RATING: ★ (out of four stars)
Lady Macbeth was a very frustrating film to watch for many reasons. On one side, it’s frustrating because it could have been a great film. And on the other side, it’s frustrating because of how uncomfortable and somewhat disgusting some scenes are. Lady Macbeth was easily the most uncomfortable movie I’ve seen all year. I usually love period pieces, so it was slightly disappointing that it misfires for nearly the entire hour and thirty-minute run time. Sure, there were a few good moments, along with an impressive lead in Florence Pugh, who’s exceptional as the main character Katherine. But as a whole, Lady Macbeth has multiple issues.

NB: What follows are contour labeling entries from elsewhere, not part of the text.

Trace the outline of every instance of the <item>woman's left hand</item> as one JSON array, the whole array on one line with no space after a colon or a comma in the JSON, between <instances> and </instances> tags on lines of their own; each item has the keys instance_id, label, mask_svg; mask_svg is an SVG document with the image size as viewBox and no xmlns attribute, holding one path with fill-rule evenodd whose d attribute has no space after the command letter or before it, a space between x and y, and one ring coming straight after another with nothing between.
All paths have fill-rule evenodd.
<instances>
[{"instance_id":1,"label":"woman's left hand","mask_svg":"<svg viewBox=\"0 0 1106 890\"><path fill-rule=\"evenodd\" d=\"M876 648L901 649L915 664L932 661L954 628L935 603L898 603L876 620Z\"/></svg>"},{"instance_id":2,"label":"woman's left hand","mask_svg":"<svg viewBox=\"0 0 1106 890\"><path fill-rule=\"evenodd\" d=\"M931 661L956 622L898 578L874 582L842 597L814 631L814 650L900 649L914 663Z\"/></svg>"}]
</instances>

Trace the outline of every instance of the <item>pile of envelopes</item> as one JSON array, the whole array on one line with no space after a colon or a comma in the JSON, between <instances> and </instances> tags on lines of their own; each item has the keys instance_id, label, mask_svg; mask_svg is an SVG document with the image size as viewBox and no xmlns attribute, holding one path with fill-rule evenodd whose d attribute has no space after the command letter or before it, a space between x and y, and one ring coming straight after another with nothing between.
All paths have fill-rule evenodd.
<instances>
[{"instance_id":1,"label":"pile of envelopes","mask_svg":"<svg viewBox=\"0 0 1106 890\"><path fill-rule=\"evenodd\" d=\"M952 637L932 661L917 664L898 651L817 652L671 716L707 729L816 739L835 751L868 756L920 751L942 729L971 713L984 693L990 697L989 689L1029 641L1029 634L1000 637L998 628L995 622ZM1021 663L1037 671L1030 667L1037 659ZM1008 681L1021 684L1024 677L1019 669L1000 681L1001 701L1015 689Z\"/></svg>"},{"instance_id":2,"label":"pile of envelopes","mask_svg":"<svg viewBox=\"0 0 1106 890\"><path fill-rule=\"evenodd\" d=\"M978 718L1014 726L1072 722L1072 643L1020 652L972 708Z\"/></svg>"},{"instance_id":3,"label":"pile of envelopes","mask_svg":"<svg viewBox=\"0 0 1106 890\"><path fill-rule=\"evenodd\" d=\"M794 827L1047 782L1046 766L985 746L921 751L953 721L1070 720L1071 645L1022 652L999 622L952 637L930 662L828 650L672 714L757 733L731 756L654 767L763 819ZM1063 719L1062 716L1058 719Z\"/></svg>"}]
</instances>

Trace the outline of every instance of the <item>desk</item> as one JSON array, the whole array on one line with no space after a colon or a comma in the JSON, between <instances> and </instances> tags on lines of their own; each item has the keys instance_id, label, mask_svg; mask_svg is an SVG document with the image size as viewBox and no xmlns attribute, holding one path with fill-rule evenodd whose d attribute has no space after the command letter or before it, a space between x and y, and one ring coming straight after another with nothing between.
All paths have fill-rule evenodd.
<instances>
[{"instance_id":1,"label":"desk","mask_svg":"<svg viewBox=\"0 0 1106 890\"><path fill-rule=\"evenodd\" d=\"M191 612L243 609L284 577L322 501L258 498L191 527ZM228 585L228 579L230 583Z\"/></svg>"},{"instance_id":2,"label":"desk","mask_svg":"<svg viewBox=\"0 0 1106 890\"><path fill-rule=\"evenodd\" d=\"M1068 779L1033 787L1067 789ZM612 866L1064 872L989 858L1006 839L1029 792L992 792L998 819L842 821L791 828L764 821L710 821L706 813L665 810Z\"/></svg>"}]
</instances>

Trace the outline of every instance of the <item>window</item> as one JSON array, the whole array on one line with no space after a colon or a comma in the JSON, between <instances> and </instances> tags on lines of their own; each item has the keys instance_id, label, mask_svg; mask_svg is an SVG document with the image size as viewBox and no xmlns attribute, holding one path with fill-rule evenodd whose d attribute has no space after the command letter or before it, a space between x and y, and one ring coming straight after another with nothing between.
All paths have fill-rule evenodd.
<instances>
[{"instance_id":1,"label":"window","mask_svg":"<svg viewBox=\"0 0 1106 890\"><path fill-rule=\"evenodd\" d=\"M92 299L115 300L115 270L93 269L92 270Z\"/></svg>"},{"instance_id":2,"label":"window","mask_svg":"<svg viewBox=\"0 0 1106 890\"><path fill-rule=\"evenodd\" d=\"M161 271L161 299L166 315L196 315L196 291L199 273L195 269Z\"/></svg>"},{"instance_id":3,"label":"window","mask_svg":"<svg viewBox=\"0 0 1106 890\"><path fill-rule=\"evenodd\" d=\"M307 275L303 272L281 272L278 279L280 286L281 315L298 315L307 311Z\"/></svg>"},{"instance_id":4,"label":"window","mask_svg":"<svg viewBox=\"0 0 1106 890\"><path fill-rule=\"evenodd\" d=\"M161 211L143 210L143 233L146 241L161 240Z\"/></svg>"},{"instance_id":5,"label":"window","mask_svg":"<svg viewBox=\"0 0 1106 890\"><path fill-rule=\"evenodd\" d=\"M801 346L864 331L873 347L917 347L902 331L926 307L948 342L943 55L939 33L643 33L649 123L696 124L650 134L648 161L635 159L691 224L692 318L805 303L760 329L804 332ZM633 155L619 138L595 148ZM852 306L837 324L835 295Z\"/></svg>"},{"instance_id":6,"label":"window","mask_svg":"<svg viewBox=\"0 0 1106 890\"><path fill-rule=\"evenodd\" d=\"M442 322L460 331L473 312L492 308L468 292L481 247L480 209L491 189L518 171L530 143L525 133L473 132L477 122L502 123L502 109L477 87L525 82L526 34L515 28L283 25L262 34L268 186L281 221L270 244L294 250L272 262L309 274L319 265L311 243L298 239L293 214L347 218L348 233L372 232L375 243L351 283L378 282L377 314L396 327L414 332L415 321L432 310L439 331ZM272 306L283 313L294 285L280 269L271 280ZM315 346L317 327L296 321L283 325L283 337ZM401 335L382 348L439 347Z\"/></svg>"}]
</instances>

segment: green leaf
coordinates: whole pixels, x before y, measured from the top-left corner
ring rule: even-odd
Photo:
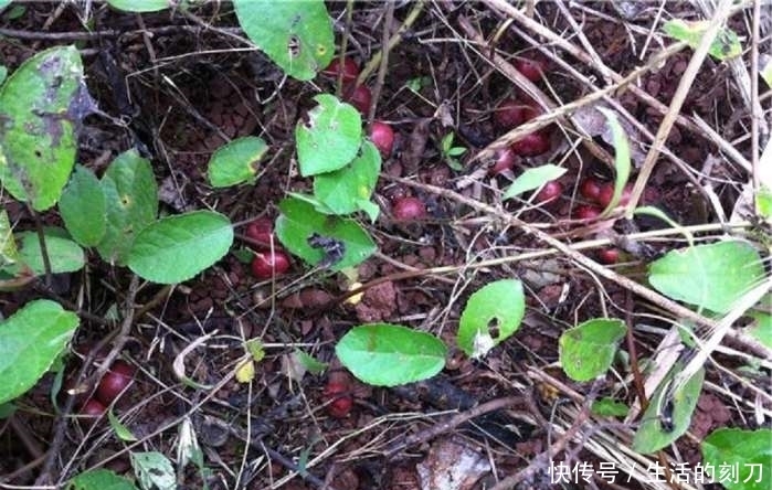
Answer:
[[[276,220],[276,236],[289,252],[311,265],[325,258],[320,248],[308,244],[308,238],[314,233],[337,239],[343,245],[343,256],[340,262],[331,265],[331,270],[356,266],[377,249],[372,238],[352,220],[325,215],[311,204],[296,198],[283,200],[278,207],[282,214]]]
[[[107,224],[96,249],[106,262],[125,265],[135,237],[158,214],[158,185],[150,162],[136,150],[120,153],[103,175],[102,190]]]
[[[107,228],[107,204],[99,179],[77,166],[59,201],[59,211],[70,234],[84,247],[102,242]]]
[[[308,81],[335,53],[332,21],[321,0],[234,0],[246,35],[287,75]]]
[[[133,443],[137,440],[137,437],[134,434],[131,434],[131,430],[129,430],[128,427],[126,427],[124,424],[120,423],[120,420],[118,420],[118,417],[115,416],[113,409],[109,409],[107,412],[107,419],[109,420],[113,430],[115,430],[115,435],[118,436],[118,439],[125,440],[127,443]]]
[[[720,428],[702,440],[702,464],[715,469],[716,482],[727,490],[764,490],[772,488],[772,430]],[[734,467],[738,472],[721,475],[720,468]]]
[[[699,370],[686,382],[684,387],[676,391],[673,396],[673,405],[667,409],[665,396],[666,388],[670,386],[673,375],[684,368],[683,363],[676,364],[676,370],[662,384],[648,408],[641,418],[638,430],[633,437],[633,450],[642,454],[657,451],[679,438],[689,428],[691,414],[697,406],[699,393],[702,390],[705,370]],[[665,419],[670,417],[670,427]]]
[[[128,266],[160,284],[188,280],[220,260],[233,244],[230,220],[213,211],[167,216],[139,232]]]
[[[171,7],[170,0],[107,0],[107,4],[124,12],[158,12]]]
[[[6,210],[0,211],[0,269],[19,262],[19,248]]]
[[[370,141],[351,163],[314,179],[314,195],[335,214],[349,214],[361,209],[376,190],[381,172],[381,155]]]
[[[763,277],[759,253],[739,241],[671,251],[648,269],[648,281],[659,292],[717,313],[729,312]]]
[[[686,42],[691,49],[696,49],[702,41],[702,36],[708,30],[708,21],[685,21],[673,19],[663,25],[663,31],[670,38]],[[742,53],[740,38],[734,31],[728,28],[720,28],[716,39],[710,43],[708,51],[711,56],[723,61],[737,57]]]
[[[614,398],[600,398],[593,402],[591,411],[601,417],[624,417],[630,407]]]
[[[110,470],[97,469],[73,478],[67,490],[137,490],[137,487]]]
[[[445,365],[446,351],[434,335],[390,323],[355,327],[335,347],[341,364],[373,386],[432,377]]]
[[[627,327],[622,320],[595,318],[560,335],[560,365],[574,381],[591,381],[609,371]]]
[[[526,296],[517,279],[501,279],[475,291],[461,315],[458,347],[473,359],[484,358],[520,328]]]
[[[75,128],[94,109],[74,46],[45,50],[0,86],[0,181],[44,211],[59,200],[75,164]]]
[[[66,348],[77,323],[77,315],[47,299],[32,300],[0,322],[0,403],[34,386]]]
[[[614,141],[614,169],[616,171],[614,178],[614,194],[611,198],[611,202],[609,202],[609,205],[601,214],[601,216],[605,216],[618,204],[620,198],[622,198],[622,191],[627,183],[627,179],[630,179],[630,142],[627,141],[627,135],[625,135],[624,128],[622,128],[620,120],[616,118],[616,113],[605,107],[599,107],[597,110],[605,116],[609,121],[609,127],[611,128],[611,136]]]
[[[257,163],[267,151],[268,146],[256,136],[245,136],[223,145],[209,160],[209,183],[213,188],[226,188],[254,182]]]
[[[86,264],[86,257],[75,242],[62,236],[60,228],[45,228],[43,236],[45,239],[45,249],[49,254],[51,264],[51,273],[74,273],[81,270]],[[29,267],[36,276],[45,274],[43,265],[43,253],[40,248],[40,239],[35,232],[21,232],[18,235],[20,248],[19,266]],[[20,274],[22,269],[12,269],[11,274]]]
[[[329,94],[319,94],[314,100],[318,105],[308,111],[308,121],[299,120],[295,127],[303,177],[346,167],[362,143],[362,117],[357,109]]]
[[[504,192],[501,199],[510,199],[524,192],[539,189],[547,182],[558,179],[565,173],[565,169],[552,163],[528,169],[522,172],[512,184]]]
[[[129,452],[131,467],[144,490],[175,490],[177,477],[171,461],[158,451]]]

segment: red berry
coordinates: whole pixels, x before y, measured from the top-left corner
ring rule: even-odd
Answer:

What keeps Lady Macbeth from functioning as a powerful period piece is that it’s very fragmented and inconsistent. The first 30 minutes are messy, unclear, and simply don’t seem to have much direction. Katherine is in a forced marriage with Alexander (Paul Hilton) and it becomes very clear that she’s unhappy with him and her living situation. Alexander leaves for an extended period of time and Katherine somewhat forcefully falls in love with Sebastian while Alexander is gone; their relationship is odd and lacks chemistry. In a movie where the entire story revolves around their love and what they do to keep it alive, the nonexistent chemistry becomes a huge problem. As a viewer, it’s difficult to care about these two characters as the story progresses.
There is a scene in Lady Macbeth that, in my opinion, just goes too far. I don’t want to spoil it, but it’s one of those scenes that will make a number of people walk out of the theater. In addition to that scene, there are a few other moments that are just odd. Katherine is insanely in love with Sebastian, but it really doesn’t make any sense as to why. Sure, one could say that she’s been in a forced marriage and he provides something new and exciting. But some of the things that she does for him don’t line up with the love that’s conveyed on-screen. It would have been more believable had there been more of a setup with Katherine’s life and marriage, but it all happens within the first 15 minutes of the movie, making it feel extremely rushed.
Another issue with the movie is its cinematography, which at times almost felt like a student film. There was way too much unmotivated and unnecessary, handheld, shaky cam that just felt out of place. It was almost too obvious that this was low-budget film that could not afford the steadicam operator that they so desperately needed. The audio noticeably popped two or three times, and that was very distracting.
Lady Macbeth had potential, but misfires in the end because of its unclear direction. The second act was actually good, but the first and third acts were messy and plain gross. I hope to see Florence Pugh in more films because she was fantastic here, showing that she has a bright future ahead of her. However, everything else here makes this boring period piece not worth your time.